So this season of “Legends” is kind of the Back to the Future III season? I mean, they’re not stuck in the Old West, but they’re stuck in the 1920s, and they’re becoming bank robbers, so the action set pieces are all somewhat familiar—not sure if targeting “Legends of Tomorrow” fans who also love Thieves Like Us is a broad enough demographic, but it works for me. And there’s also room for some excellent character development.
Plus, the two cliffhangers are absolutely fantastic and promise at least one spectacular timey-wimey knot to untangle. While the other one has all sorts of character potential. It’s a very good season setup from a somewhat low-key, artificially subdued beginning. The team is still in Texas, having shed both Matt Ryan and Dominic Purcell from the cast, and find themselves time travelers without a time machine. Worse, the locals noticed their giant battle against the space aliens and are asking questions.
Luckily, Jes Macallan comes up with a solution for the latter, but it only works as long as someone on the team doesn’t screw it up. So, of course, someone screws it up, putting Lisseth Chavez’s mom in danger. The mom, played by Alexandra Castillo, isn’t in the episode to start (they sent her away somewhere undefined so she’d miss the alien battle). When she gets back, she becomes den mother to Olivia Swann, who’s feeling lacking as the team’s magician. So Swann’s trying to impress, and it’s not a good idea to mess with magic.

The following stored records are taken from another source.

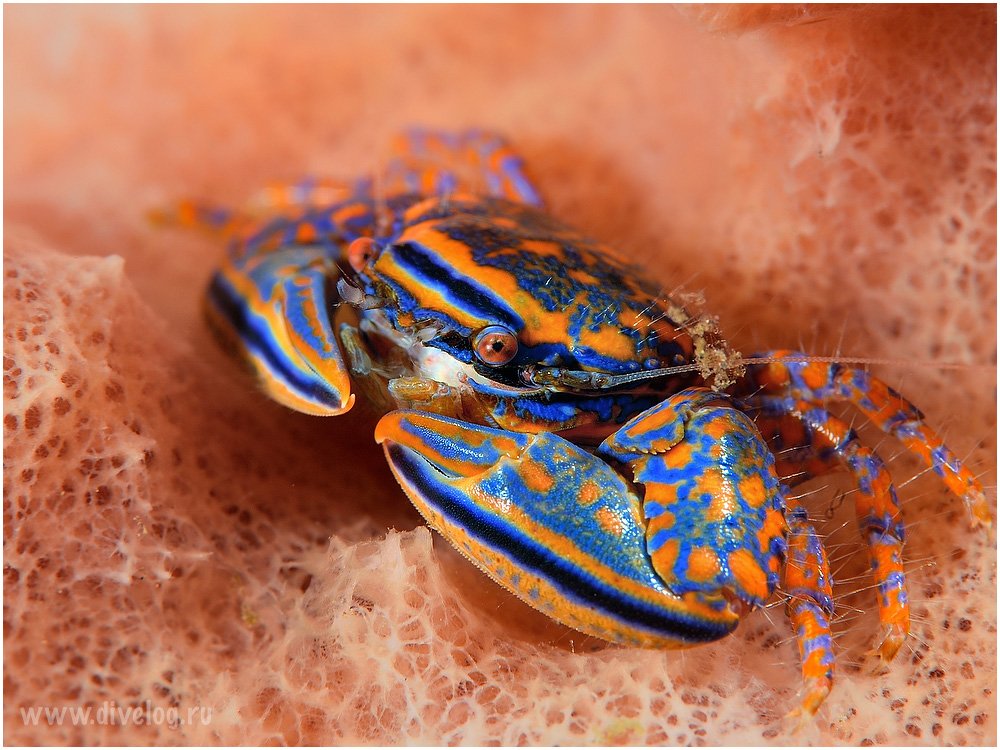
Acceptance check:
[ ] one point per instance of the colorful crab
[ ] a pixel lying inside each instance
(569, 429)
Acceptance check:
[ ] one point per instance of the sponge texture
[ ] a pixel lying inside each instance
(174, 540)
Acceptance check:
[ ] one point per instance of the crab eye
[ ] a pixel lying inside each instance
(495, 345)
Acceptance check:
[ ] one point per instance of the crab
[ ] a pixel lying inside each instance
(588, 443)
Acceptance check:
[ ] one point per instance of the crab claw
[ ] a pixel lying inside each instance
(277, 315)
(551, 523)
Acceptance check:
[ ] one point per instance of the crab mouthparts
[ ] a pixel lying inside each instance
(558, 378)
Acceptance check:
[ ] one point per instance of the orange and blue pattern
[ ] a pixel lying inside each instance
(552, 413)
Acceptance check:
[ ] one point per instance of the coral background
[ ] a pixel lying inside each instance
(827, 177)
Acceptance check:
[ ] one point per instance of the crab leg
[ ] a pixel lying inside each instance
(876, 503)
(440, 163)
(821, 381)
(551, 523)
(808, 586)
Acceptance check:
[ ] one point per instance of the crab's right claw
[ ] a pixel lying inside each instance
(551, 523)
(275, 310)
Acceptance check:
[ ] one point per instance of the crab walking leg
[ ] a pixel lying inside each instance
(551, 523)
(876, 506)
(440, 163)
(307, 193)
(821, 381)
(808, 586)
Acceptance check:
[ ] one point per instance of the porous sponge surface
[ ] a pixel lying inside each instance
(172, 537)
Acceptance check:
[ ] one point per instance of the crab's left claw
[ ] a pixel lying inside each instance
(275, 309)
(551, 523)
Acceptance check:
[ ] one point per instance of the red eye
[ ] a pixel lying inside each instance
(360, 252)
(495, 345)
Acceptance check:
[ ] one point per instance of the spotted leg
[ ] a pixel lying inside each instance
(433, 162)
(808, 586)
(827, 444)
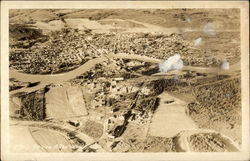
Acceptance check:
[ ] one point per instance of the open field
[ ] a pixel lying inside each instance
(146, 80)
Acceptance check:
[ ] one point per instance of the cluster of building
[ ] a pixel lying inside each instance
(61, 53)
(69, 49)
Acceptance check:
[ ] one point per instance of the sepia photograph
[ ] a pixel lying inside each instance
(124, 80)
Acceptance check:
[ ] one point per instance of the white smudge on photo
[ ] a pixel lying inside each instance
(209, 29)
(225, 65)
(198, 41)
(172, 63)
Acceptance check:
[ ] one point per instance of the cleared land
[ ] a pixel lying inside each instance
(170, 118)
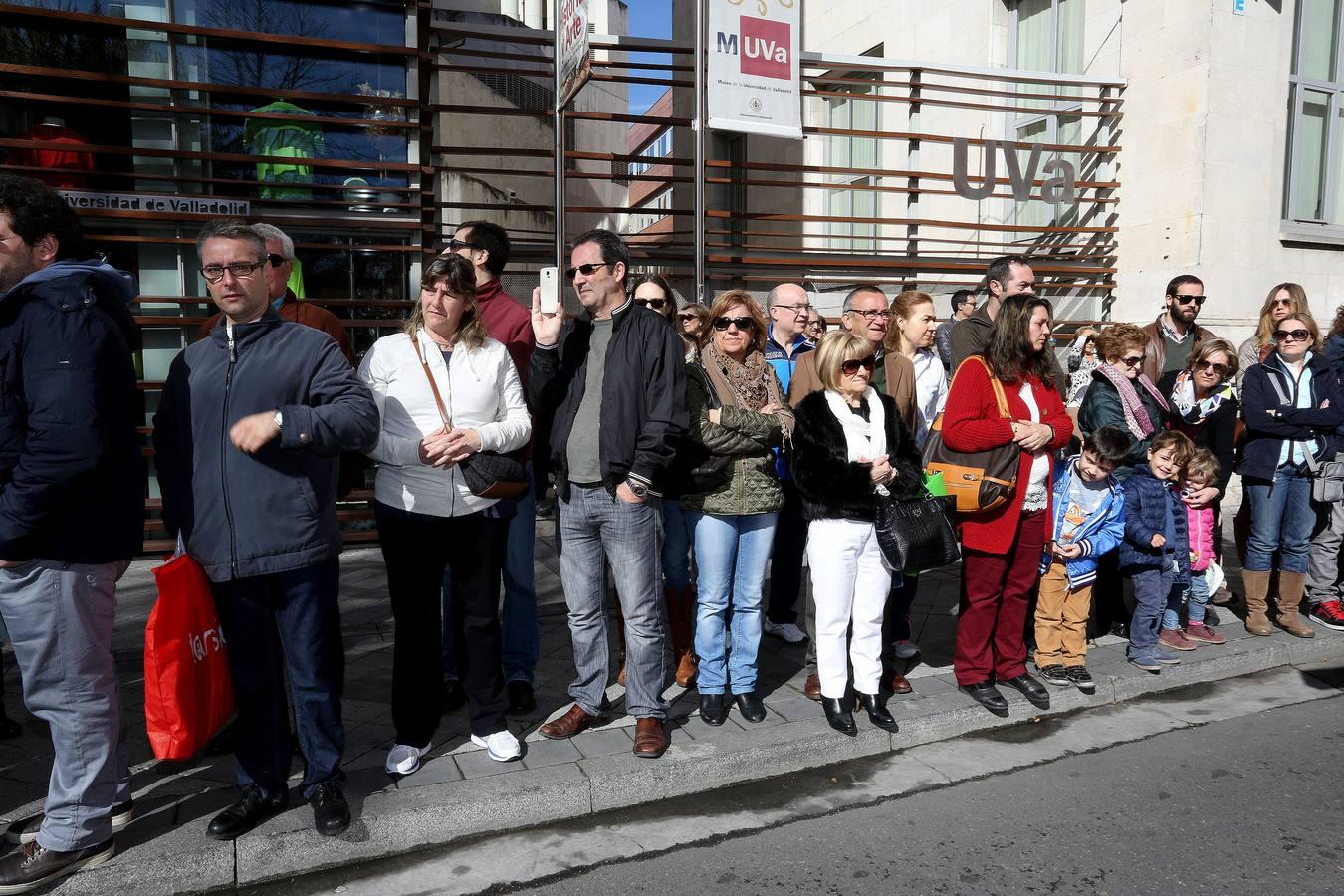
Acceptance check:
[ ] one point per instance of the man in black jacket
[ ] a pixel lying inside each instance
(615, 380)
(248, 435)
(72, 516)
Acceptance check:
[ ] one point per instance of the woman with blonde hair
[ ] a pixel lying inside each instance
(738, 414)
(1281, 301)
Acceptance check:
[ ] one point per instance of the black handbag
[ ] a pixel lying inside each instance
(488, 474)
(917, 534)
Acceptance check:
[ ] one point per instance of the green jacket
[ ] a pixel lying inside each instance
(746, 435)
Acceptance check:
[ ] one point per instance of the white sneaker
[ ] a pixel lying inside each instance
(403, 760)
(502, 746)
(787, 631)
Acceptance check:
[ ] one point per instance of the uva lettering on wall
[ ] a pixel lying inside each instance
(1058, 188)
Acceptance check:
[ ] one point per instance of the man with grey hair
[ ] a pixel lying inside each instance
(246, 441)
(280, 253)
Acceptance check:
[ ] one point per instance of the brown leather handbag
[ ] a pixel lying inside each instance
(488, 474)
(980, 481)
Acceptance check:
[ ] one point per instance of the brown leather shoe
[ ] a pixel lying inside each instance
(899, 684)
(651, 738)
(568, 724)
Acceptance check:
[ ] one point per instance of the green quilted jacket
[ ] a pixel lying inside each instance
(746, 435)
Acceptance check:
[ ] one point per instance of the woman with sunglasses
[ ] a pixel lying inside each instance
(738, 412)
(849, 448)
(1003, 547)
(1282, 300)
(1293, 407)
(445, 389)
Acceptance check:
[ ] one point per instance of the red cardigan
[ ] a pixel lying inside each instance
(971, 422)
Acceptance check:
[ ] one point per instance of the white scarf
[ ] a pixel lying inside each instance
(864, 439)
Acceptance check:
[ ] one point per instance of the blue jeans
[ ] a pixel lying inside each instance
(519, 629)
(730, 554)
(277, 626)
(1195, 600)
(1281, 520)
(676, 546)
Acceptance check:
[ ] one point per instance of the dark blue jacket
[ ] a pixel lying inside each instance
(246, 515)
(1148, 501)
(72, 473)
(1265, 434)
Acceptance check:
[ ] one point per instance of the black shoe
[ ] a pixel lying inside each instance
(26, 829)
(34, 865)
(331, 811)
(250, 808)
(1029, 688)
(521, 697)
(878, 714)
(987, 695)
(1055, 675)
(1082, 679)
(454, 697)
(839, 715)
(714, 708)
(750, 706)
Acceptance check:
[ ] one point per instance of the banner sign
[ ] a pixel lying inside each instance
(81, 200)
(571, 49)
(753, 82)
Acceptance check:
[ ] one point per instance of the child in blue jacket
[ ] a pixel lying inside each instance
(1089, 520)
(1156, 549)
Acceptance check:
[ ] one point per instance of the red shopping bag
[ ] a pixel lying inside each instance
(188, 688)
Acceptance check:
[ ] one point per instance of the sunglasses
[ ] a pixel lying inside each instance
(1292, 336)
(849, 368)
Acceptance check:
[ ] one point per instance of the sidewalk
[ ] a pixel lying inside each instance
(460, 792)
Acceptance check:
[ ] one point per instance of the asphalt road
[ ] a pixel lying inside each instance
(1251, 804)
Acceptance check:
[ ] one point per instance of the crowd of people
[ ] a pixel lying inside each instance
(721, 466)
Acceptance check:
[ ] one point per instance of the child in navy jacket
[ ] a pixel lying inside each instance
(1089, 520)
(1156, 549)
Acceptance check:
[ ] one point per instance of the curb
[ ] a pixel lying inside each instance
(703, 760)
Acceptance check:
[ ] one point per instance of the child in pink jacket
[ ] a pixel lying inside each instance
(1199, 473)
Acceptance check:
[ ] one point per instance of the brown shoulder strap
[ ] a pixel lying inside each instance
(433, 385)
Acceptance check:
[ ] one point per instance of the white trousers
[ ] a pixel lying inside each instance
(849, 584)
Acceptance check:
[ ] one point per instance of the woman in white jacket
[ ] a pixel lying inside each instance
(426, 515)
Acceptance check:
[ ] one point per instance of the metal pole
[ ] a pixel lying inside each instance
(699, 150)
(560, 142)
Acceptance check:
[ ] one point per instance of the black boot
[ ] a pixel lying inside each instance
(839, 715)
(878, 714)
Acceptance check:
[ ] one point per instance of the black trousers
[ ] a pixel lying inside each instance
(417, 549)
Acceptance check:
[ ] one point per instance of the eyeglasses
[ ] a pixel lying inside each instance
(583, 269)
(849, 368)
(1220, 369)
(741, 323)
(242, 270)
(1292, 336)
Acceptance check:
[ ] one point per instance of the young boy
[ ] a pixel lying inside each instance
(1089, 510)
(1201, 473)
(1156, 549)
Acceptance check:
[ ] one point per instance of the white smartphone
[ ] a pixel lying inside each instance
(550, 291)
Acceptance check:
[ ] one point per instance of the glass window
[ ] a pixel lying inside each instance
(1314, 192)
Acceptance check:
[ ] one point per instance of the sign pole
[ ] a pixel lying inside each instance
(699, 152)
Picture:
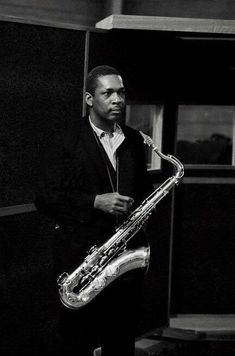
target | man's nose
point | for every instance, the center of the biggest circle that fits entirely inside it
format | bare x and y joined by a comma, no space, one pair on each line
116,97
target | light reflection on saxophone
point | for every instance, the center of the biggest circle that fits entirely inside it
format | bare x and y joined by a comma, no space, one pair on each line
106,263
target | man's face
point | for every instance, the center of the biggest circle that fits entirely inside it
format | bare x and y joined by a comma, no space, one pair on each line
108,102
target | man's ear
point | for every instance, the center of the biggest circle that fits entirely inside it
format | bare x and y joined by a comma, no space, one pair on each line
89,99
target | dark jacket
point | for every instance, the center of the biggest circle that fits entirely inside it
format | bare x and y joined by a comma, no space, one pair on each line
76,171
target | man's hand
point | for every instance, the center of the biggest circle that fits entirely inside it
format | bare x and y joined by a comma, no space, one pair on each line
113,203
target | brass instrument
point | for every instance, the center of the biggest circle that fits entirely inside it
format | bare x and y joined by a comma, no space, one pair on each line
106,263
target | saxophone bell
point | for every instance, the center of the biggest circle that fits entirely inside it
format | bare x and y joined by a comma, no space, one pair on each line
105,264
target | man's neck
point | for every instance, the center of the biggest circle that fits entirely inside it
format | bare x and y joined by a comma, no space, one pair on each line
107,127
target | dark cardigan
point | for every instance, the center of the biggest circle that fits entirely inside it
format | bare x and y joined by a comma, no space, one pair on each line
76,171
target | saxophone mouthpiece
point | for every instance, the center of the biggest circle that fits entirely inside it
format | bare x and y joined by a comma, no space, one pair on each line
147,139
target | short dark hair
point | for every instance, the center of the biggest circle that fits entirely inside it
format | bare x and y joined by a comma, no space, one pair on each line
95,73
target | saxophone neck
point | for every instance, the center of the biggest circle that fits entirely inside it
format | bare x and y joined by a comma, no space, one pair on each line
179,168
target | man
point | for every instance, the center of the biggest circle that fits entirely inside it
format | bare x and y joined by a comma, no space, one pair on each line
97,177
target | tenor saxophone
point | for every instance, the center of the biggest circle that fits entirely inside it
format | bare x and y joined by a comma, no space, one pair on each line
106,263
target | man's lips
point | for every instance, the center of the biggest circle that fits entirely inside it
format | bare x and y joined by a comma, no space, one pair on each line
116,110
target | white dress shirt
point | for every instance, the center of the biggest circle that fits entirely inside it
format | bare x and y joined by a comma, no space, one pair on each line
110,140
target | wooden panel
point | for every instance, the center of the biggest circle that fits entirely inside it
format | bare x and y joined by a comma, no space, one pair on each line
157,23
57,13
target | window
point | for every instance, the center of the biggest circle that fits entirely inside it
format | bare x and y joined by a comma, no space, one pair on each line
147,118
206,134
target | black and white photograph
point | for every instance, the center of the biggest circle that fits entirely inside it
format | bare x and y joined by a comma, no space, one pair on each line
117,177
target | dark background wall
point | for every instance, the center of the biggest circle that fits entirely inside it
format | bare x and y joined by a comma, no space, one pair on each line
41,91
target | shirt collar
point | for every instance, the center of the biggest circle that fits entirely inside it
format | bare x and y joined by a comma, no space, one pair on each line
100,133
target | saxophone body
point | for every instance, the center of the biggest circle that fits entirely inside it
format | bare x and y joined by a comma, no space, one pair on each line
106,263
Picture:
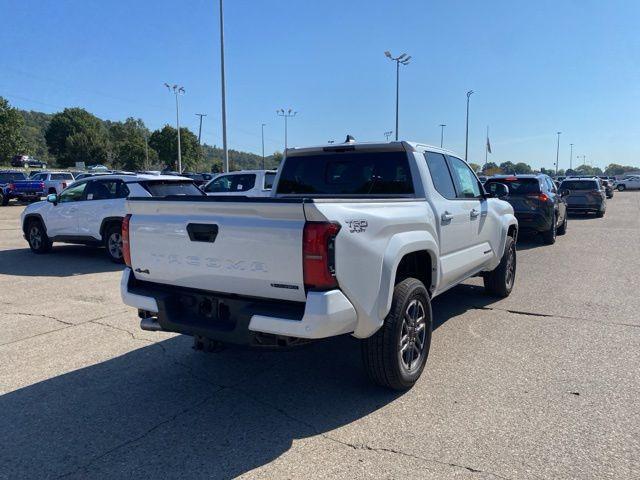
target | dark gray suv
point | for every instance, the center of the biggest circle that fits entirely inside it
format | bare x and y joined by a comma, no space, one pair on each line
584,195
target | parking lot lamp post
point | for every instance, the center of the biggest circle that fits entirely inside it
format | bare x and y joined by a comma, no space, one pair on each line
177,90
286,114
466,137
404,60
557,152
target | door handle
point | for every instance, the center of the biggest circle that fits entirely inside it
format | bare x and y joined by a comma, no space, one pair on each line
446,217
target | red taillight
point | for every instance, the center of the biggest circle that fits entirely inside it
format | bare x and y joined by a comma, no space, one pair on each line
539,196
318,255
126,250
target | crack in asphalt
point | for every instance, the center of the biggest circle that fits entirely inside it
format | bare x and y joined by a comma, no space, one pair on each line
550,315
147,432
361,446
37,315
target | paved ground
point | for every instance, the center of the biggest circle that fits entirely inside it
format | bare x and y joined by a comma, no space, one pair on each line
544,384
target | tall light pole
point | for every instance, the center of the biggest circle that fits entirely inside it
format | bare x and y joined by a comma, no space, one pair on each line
442,125
404,60
466,137
263,145
557,152
224,96
177,90
200,134
286,114
571,157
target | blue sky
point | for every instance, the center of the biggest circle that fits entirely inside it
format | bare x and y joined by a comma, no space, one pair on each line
536,67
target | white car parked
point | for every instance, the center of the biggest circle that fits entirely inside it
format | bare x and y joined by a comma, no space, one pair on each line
90,211
54,182
356,239
247,183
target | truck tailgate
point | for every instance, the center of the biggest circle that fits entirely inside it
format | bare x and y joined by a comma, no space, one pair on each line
245,247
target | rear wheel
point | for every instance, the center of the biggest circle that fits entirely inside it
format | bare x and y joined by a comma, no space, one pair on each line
395,355
563,228
549,237
37,237
500,281
113,243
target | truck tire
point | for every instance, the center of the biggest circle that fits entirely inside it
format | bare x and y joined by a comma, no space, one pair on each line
37,237
113,242
563,228
549,237
499,282
396,354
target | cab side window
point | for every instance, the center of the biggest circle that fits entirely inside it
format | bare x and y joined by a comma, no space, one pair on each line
466,182
440,174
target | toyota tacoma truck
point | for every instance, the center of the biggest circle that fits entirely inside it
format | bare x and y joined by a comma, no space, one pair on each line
356,238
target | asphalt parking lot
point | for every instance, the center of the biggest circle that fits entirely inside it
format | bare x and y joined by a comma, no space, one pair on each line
543,384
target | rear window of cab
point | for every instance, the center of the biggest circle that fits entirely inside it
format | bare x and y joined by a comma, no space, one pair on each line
346,173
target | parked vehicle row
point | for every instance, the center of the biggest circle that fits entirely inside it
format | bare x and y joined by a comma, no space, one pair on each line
356,238
91,210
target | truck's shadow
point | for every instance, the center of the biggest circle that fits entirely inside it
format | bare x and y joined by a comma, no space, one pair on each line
62,261
166,411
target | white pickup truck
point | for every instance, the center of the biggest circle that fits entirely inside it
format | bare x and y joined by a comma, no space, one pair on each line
356,239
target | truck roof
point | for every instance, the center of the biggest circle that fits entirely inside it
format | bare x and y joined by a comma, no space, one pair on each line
400,145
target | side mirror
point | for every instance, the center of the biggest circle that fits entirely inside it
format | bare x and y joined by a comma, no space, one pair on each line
499,190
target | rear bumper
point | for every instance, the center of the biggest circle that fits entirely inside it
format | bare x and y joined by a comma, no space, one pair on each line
533,221
238,319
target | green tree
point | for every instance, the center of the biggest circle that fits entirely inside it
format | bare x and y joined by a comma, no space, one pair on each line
75,135
490,166
508,167
128,145
11,142
165,142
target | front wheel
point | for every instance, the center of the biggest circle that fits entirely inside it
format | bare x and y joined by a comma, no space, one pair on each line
37,237
113,243
500,281
563,228
395,355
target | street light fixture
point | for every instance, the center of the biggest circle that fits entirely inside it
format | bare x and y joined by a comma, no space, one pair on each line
286,114
177,90
557,152
442,125
404,60
466,137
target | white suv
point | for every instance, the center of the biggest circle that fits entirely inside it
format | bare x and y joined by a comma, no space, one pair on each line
90,211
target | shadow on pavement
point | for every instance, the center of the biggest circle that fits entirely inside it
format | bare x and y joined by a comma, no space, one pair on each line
62,261
165,410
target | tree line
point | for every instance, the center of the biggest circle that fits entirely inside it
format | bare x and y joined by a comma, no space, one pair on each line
75,135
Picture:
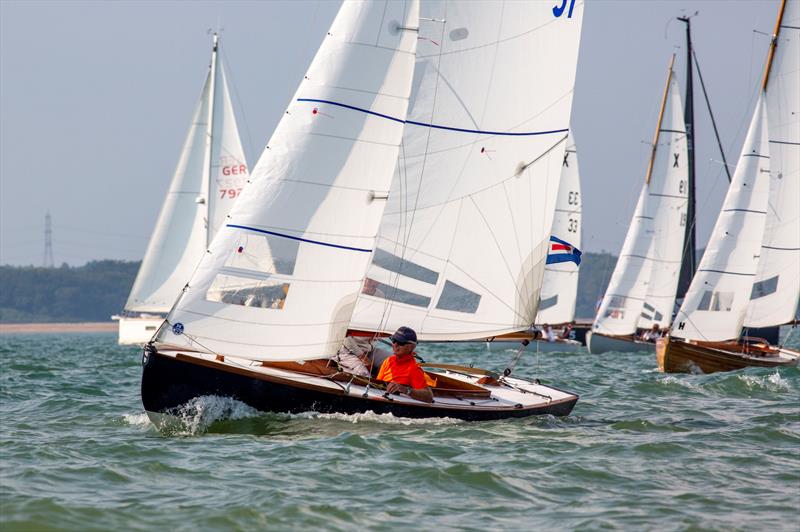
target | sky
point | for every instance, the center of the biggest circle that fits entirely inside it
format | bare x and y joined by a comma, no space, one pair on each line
96,99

Most of the character work is for Swann and Chavez, who aren’t the best actors on the show, but their friendship is the most genuine. Because everyone on “Legends” is now basically paired off—Macallan and Caity Lotz are now married and stranded in time, no honeymoon in sight; Shayan Sobhian is trying to be a good brother to Tala Ashe as she works through her breakup with Ryan. Then Nick Zano and Adam Tsekhman become the utility men, filling in whenever a scene needs a third. Zano’s got quite a bit to do—and gets one of the two big cliffhangers—but he doesn’t have any subplots brewing, just A-plot stuff.
Ditto Tsekhman, who mostly just punctuates punchlines.
Good direction from Kevin Mock and a decent script (James Eagan and Ray Utarnachitt get the credit).
The episode drags a little in the first fifteen minutes, but it sets up the season well. Plus, Castillo’s really good when doing the den mother stuff, and she elevates her costars, making the extraordinary reasonable.